Ta'wilat al-Qur'an
- Editor: Ahmet Vanlıoğlu
- Author: Abu Mansur al-Maturidi
- Original title: Ta'wilat al-Qur'an (also Ta'wilat Ahl al-Sunna)
- Translator: Translated into Turkish by Bekir Topaloğlu, Mehmet Erdoğan, İbrahim Tüfekçi, S. Kemal Sandıkçı, Fadıl Ayğan, Yunus Vehbi Yavuz
- Cover artist: Halil Yılmaz
- Language: Arabic, Turkish
- Subject: Tafsir
- Publisher: Mizan Yayınevi, Ensar Neşriyat
- Publication place: Ma Wara' al-Nahr (the land which lies beyond the river), Transoxiana (Central Asia)
- Followed by: Kitab al-Tawhid

= Tafsir al-Maturidi =

Classic text by Abu Mansur al-Maturidi

Ta'wilat Ahl al-Sunna (تأويلات أهل السنة), commonly known as Tafsir al-Maturidi (تفسير الماتريدي), is a classical Sunni tafsir (Qur'anic exegesis), written by the famed theologian Abu Mansur al-Maturidi (d. 333/944), who was a contemporary of al-Tabari.

Al-Maturidi prefers to combine the traditional and rational sources. Consequently, it can be identified as the exegesis that amalgamates traditional exegesis (Tafsir bi al-Ma'thur — which is interpretation based on tradition or text) with rational exegesis (Tafsir bi al-Ra'y — which is exegesis based on independent opinion).

Al-Maturidi often indicates what the theological or sectarian issues at stake in debates over the meanings of a given verse or passage of scripture. He defended wisely, reasonably and strongly the doctrinal views of Ahl al-Sunnah wa al-Jama'ah on the valid basis available in the Qur'an.

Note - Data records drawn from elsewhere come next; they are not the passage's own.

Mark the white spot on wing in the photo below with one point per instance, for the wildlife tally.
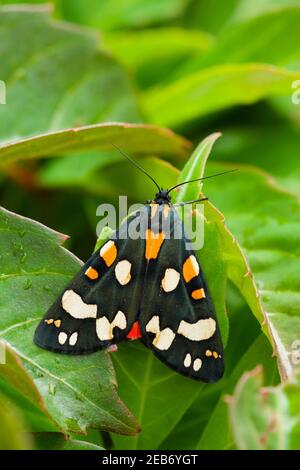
(197, 364)
(202, 329)
(170, 280)
(195, 264)
(73, 339)
(76, 307)
(62, 338)
(163, 338)
(187, 360)
(104, 328)
(122, 271)
(106, 247)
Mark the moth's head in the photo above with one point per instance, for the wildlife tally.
(162, 197)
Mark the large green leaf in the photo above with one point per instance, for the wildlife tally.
(12, 430)
(274, 148)
(265, 219)
(55, 441)
(117, 14)
(79, 392)
(146, 383)
(214, 89)
(217, 433)
(135, 138)
(272, 38)
(154, 54)
(109, 180)
(265, 418)
(57, 77)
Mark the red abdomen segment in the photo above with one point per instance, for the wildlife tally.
(135, 332)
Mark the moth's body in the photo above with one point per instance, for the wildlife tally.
(151, 287)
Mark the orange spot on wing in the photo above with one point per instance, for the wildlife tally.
(190, 268)
(198, 294)
(154, 208)
(109, 253)
(153, 243)
(135, 332)
(166, 210)
(92, 273)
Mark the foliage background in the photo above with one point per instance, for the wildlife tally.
(197, 67)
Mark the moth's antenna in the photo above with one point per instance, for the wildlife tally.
(200, 179)
(136, 165)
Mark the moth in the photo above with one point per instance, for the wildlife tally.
(151, 288)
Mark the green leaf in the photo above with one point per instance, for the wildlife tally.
(265, 418)
(271, 38)
(144, 380)
(265, 218)
(209, 15)
(79, 392)
(252, 145)
(258, 353)
(55, 441)
(117, 14)
(105, 176)
(12, 431)
(57, 77)
(133, 138)
(214, 89)
(154, 54)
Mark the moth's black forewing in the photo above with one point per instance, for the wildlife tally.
(143, 298)
(177, 305)
(105, 292)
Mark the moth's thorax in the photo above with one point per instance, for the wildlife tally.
(162, 197)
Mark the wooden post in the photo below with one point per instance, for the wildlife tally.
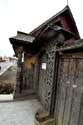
(19, 71)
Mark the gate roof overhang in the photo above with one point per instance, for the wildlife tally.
(33, 45)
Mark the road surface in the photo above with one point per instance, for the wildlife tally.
(18, 113)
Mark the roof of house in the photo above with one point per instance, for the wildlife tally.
(66, 9)
(22, 37)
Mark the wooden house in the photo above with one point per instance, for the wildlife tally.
(53, 60)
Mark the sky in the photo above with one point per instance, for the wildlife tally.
(25, 15)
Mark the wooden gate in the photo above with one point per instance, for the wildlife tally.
(69, 98)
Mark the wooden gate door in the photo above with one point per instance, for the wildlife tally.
(69, 99)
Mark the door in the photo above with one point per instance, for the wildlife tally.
(69, 103)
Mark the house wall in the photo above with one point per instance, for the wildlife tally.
(69, 100)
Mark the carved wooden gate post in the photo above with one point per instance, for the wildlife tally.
(19, 71)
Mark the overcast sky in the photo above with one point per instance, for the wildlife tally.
(25, 15)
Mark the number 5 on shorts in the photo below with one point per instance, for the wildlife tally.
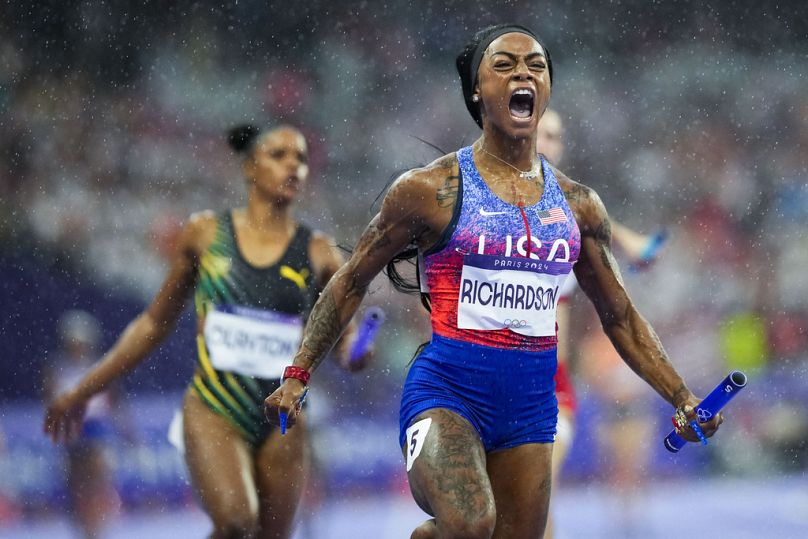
(416, 435)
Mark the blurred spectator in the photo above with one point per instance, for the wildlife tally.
(92, 495)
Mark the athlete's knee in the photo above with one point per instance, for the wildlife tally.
(427, 530)
(236, 525)
(479, 525)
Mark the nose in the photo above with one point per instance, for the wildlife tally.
(521, 71)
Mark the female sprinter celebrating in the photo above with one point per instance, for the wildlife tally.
(498, 229)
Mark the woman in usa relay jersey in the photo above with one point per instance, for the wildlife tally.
(498, 230)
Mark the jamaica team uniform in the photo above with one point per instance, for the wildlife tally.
(494, 279)
(253, 321)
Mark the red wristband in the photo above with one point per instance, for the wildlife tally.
(298, 373)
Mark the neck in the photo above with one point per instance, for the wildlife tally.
(268, 215)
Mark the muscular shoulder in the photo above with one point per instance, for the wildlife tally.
(421, 190)
(326, 257)
(199, 231)
(584, 202)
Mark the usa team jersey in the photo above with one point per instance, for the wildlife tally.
(490, 283)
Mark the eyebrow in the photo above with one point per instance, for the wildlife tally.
(514, 56)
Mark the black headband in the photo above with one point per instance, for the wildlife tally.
(468, 61)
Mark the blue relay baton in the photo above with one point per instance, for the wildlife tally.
(368, 327)
(711, 405)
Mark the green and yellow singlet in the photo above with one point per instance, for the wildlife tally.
(253, 319)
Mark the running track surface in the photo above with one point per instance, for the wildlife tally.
(775, 508)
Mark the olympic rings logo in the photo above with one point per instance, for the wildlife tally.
(514, 323)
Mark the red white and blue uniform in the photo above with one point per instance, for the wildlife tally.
(494, 280)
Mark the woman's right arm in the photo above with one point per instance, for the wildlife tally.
(407, 215)
(139, 338)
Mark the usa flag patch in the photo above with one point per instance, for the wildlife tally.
(553, 215)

According to a later commentator on this work, 'Alā' al-Din Ahmad b. Muhammad Abu Bakr al-Samarqandi (d. around 540/1145), al-Maturidi did not write the Ta'wilat himself; rather, it is a compilation of his teachings that was prepared by his students. This is possible, as in some parts of the text the line of argument is rather convoluted and repetitious and does not appear to have been composed by a single author.